Kriega also suggests that the bags work well attached to the top of hard aluminum panniers, if hard luggage is your primary storage.

We initially ran the attachment straps from the buckles atop the smaller bag all the way down past the larger bag to the subframe loops (as you can see in the photo below). Not wrong, but not the best way, either. They should have been hooked to the loops on top of the larger bag below it, as designers intended. Even so, the bags were secure.

Simply put, these tough tail packs can be mounted quickly and easily in a variety of ways to suit one's specific requirements and bike.

Seat-mounted UScombo30 in Colorado
The combo's capacity was impressive, particularly when contents were soft, e.g., clothes, a jacket, even the light, supplementary down sleeping bag carried in Colorado and, later, Montana. If the main compartment isn't enough, the bags each have a large zippered (yet waterproof) pocket for small items, and a non-slip mesh external pocket that worked well for stinky socks and damp items. The (very good) instructions showed that one can attach additional Kriega bags to the sides of the bottom bag if still more capacity is needed.
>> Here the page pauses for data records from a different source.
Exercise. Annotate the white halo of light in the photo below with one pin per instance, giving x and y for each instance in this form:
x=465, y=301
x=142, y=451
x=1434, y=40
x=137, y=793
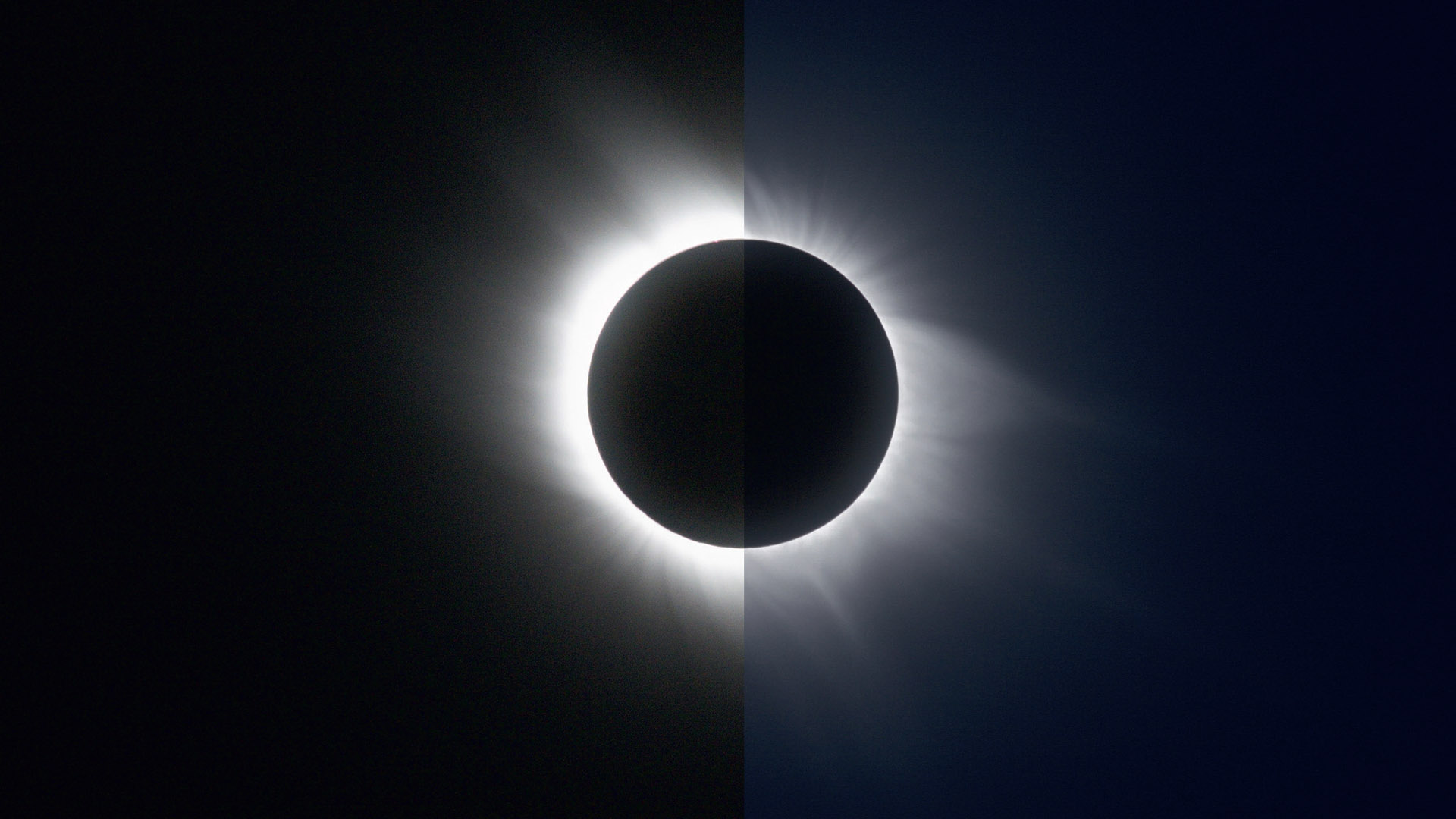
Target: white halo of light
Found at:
x=954, y=400
x=590, y=293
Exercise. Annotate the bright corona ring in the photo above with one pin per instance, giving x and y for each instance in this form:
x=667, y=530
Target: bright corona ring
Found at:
x=743, y=394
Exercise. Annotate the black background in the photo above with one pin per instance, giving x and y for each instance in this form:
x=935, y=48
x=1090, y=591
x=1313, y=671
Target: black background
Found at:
x=261, y=569
x=274, y=575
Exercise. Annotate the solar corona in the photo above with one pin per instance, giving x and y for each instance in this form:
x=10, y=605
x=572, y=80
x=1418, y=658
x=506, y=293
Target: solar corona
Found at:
x=743, y=394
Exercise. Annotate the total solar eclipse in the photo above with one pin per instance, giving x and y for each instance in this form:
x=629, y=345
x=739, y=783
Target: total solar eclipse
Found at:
x=743, y=394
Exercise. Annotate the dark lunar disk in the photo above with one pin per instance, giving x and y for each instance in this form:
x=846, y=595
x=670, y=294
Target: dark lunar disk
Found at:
x=743, y=394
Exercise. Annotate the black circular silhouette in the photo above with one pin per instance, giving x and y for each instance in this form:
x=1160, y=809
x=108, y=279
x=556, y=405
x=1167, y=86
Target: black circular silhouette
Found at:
x=743, y=394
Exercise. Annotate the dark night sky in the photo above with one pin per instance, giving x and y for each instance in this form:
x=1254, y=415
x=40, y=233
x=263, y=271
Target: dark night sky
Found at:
x=286, y=558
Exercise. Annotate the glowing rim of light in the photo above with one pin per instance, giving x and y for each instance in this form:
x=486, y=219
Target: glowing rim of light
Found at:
x=599, y=281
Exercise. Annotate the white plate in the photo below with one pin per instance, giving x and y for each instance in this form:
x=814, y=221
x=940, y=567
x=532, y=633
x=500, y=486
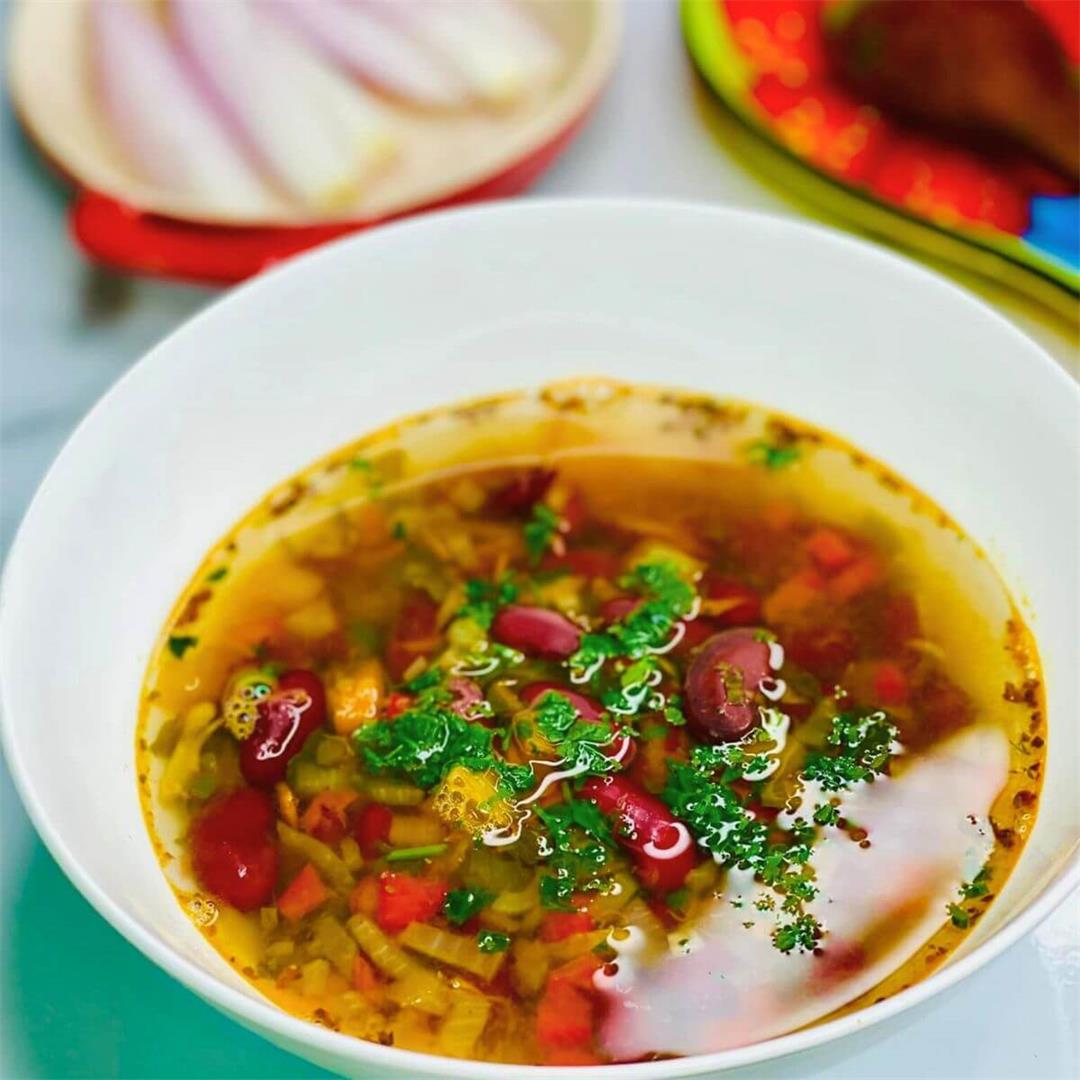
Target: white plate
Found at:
x=451, y=306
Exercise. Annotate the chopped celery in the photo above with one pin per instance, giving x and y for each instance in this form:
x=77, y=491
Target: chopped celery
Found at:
x=331, y=941
x=429, y=851
x=456, y=950
x=331, y=867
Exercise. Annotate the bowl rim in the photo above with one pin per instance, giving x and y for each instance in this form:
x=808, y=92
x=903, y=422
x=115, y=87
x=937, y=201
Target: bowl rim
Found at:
x=260, y=1014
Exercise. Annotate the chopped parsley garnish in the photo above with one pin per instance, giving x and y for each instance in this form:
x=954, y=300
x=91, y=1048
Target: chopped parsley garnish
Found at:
x=579, y=844
x=864, y=743
x=424, y=680
x=771, y=455
x=424, y=742
x=491, y=941
x=540, y=530
x=483, y=598
x=579, y=743
x=462, y=904
x=979, y=886
x=801, y=934
x=960, y=918
x=178, y=644
x=701, y=795
x=667, y=597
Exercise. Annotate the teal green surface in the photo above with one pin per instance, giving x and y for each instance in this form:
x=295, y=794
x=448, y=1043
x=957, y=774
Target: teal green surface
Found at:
x=80, y=1001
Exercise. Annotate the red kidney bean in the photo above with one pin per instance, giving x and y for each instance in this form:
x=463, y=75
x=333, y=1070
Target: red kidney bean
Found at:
x=720, y=685
x=537, y=632
x=522, y=493
x=292, y=713
x=644, y=822
x=467, y=693
x=231, y=849
x=588, y=707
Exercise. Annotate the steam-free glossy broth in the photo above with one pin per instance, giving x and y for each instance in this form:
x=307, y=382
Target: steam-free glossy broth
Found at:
x=592, y=725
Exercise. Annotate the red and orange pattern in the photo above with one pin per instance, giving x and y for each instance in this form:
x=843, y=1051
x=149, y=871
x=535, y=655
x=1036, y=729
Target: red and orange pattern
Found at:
x=800, y=103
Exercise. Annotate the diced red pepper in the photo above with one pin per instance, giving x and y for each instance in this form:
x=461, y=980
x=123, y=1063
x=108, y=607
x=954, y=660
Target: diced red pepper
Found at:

As planned, we used the UScombo30 and R3 on the seven-day COBDR ride, which included dust, rain, mud, stream fordings, rocks, and a couple of crashes.  On stormy nights, the bags stayed handy outside the tent with no worries that contents would get wet. We later used the set on a multiday backcountry ride through Idaho and Montana, camping each night, with ADVrider.com's famous "Mobius" adventure-riding team. Finally, the riding season ended in the mountains of the Great Basin in Nevada and Utah, with the Kriega gear in place.
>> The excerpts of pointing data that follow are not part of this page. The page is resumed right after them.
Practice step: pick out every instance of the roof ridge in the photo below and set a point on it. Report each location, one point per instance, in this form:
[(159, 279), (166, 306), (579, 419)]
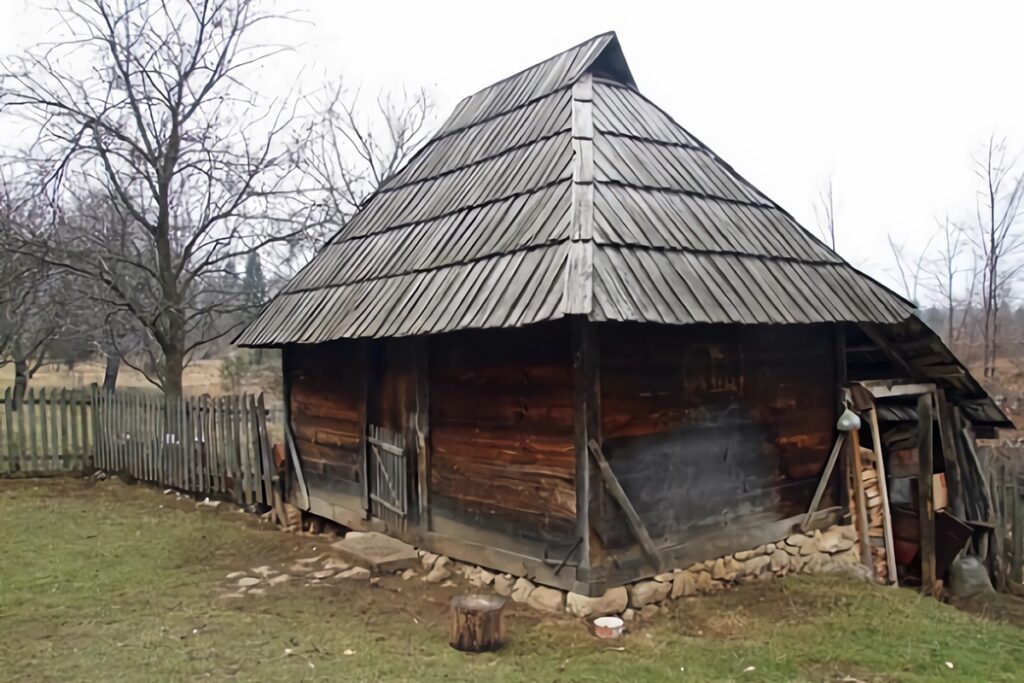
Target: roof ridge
[(592, 39), (578, 296)]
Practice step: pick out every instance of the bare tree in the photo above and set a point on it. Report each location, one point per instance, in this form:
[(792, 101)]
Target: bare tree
[(144, 103), (825, 212), (353, 151), (994, 236), (945, 271)]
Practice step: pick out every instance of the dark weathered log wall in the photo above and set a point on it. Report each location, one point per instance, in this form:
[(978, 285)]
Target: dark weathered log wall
[(502, 435), (713, 428), (326, 391)]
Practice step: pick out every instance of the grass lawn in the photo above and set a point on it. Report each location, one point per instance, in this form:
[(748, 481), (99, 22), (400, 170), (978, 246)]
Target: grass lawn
[(104, 582)]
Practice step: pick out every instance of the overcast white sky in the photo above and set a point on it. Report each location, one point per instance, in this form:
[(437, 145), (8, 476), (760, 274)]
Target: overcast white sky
[(890, 98)]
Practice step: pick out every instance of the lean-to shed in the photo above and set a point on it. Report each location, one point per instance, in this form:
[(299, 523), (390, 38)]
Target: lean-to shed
[(564, 264)]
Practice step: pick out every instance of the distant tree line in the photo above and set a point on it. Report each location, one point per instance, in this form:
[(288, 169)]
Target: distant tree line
[(965, 274), (160, 197)]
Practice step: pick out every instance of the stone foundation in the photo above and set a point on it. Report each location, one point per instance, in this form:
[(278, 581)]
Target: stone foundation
[(832, 552)]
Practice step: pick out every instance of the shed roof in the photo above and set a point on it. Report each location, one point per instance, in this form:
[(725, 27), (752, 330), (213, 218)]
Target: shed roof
[(563, 190)]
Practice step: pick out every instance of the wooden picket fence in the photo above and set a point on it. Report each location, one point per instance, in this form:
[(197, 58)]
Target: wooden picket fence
[(1006, 552), (49, 431), (205, 445)]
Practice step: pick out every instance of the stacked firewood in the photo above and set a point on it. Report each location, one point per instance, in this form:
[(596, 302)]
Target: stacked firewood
[(876, 526)]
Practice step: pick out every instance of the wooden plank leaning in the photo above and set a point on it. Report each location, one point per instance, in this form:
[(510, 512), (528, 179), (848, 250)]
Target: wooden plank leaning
[(636, 524), (887, 522), (823, 481), (926, 503)]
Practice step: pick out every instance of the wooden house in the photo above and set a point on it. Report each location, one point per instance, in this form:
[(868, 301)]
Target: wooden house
[(565, 301)]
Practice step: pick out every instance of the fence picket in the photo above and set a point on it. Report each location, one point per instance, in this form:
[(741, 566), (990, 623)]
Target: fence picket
[(31, 410), (19, 406), (44, 442), (72, 426), (265, 458), (9, 422)]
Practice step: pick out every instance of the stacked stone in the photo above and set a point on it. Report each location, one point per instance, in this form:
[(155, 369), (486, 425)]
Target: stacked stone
[(830, 552)]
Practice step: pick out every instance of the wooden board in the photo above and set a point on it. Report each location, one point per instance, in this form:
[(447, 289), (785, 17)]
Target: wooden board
[(326, 410), (502, 429), (708, 424)]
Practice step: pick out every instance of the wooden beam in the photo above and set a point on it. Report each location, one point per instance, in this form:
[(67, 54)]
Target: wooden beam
[(890, 389), (365, 357), (823, 481), (954, 477), (421, 426), (926, 503), (636, 524), (886, 347), (587, 422), (887, 521), (300, 481), (860, 502)]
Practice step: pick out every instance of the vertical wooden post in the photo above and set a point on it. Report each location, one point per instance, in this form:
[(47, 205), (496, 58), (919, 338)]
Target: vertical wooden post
[(55, 427), (265, 458), (9, 421), (996, 470), (31, 406), (365, 354), (887, 523), (22, 458), (954, 478), (587, 425), (926, 501), (1017, 574), (421, 426), (44, 440), (860, 501)]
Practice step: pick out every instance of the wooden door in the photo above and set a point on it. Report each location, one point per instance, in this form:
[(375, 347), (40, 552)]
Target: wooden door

Kriega's UScombo30 on our KLR 650 in Montana.
For waist-pack contents to be accessible, the pack is easily swung 'round to the front. The R3's sliding alloy adjuster makes doing so a snap. A quick tug toward the back loosens the belt. Bring it around to the front, get what you need from the pouch, then swing it to the back again. Give the adjuster a quick pull forward, and the belt snugs back up.

Worn against the rider's back, the waist pack can press against the combo packs on the pillon area, pushing the rider too far forward. The wearer can just loosen the easy adjuster and swing it to the front and wear it that way. But we found that with soft gear stuffed into the combo packs, a solid nudge backwards settled things in just fine, and in fact provided welcomed lower-back support. 


Kriega's anti-bear storage bags.
When camping in the mountains of western Wyoming--black bear country--and later in the Gravelly Range of Montana--grizzly bear habitat)--the 20-liter bag even served well for hanging food in trees, as shown in the photo at left.

Still, with multiple bags it can be difficult to keep track of where one puts things. So it took longer to organize and pack up in the morning, to find things during short stops, and then unpack at day's end. It seemed there were too many places to put things, too many places to search. Fewer Kriega bags, but larger ones packed with non-Kriega colored packing cubes for different categories of gear, seemed simpler.

Kriega's comprehensive luggage system does offer options that we've yet to try. Among them are various combinations of bags that can be attached to each other for as much as 90 liters of capacity.
UScombo30

Kriega's "Kubes"--small supplementary pockets--could help organize things. But like so much motorcycle kit, they're black and gray. That's not helpful when looking for stuff buried deep; they could be colored so categories of gear is more easily located. We did put categories of clothing into clear-plastic baggies, but since motorcycle clothing is typically black and gray, that didn't help much.

Conclusion: To make efficient use of the limited space on a bike, or if you need to quickly move luggage from one bike to another, Kriega's adaptable combo tail bag system may be the ideal choice. And if you want convenient small-item storage that won't interfere when the going gets rough, something that goes where you go, the R3 waist pack is hard to beat.

Recommendation: Buy Kriega luggage with confidence that it will serve you well, and probably for a lifetime of hard use; but develop a packing system that will help you locate items easily.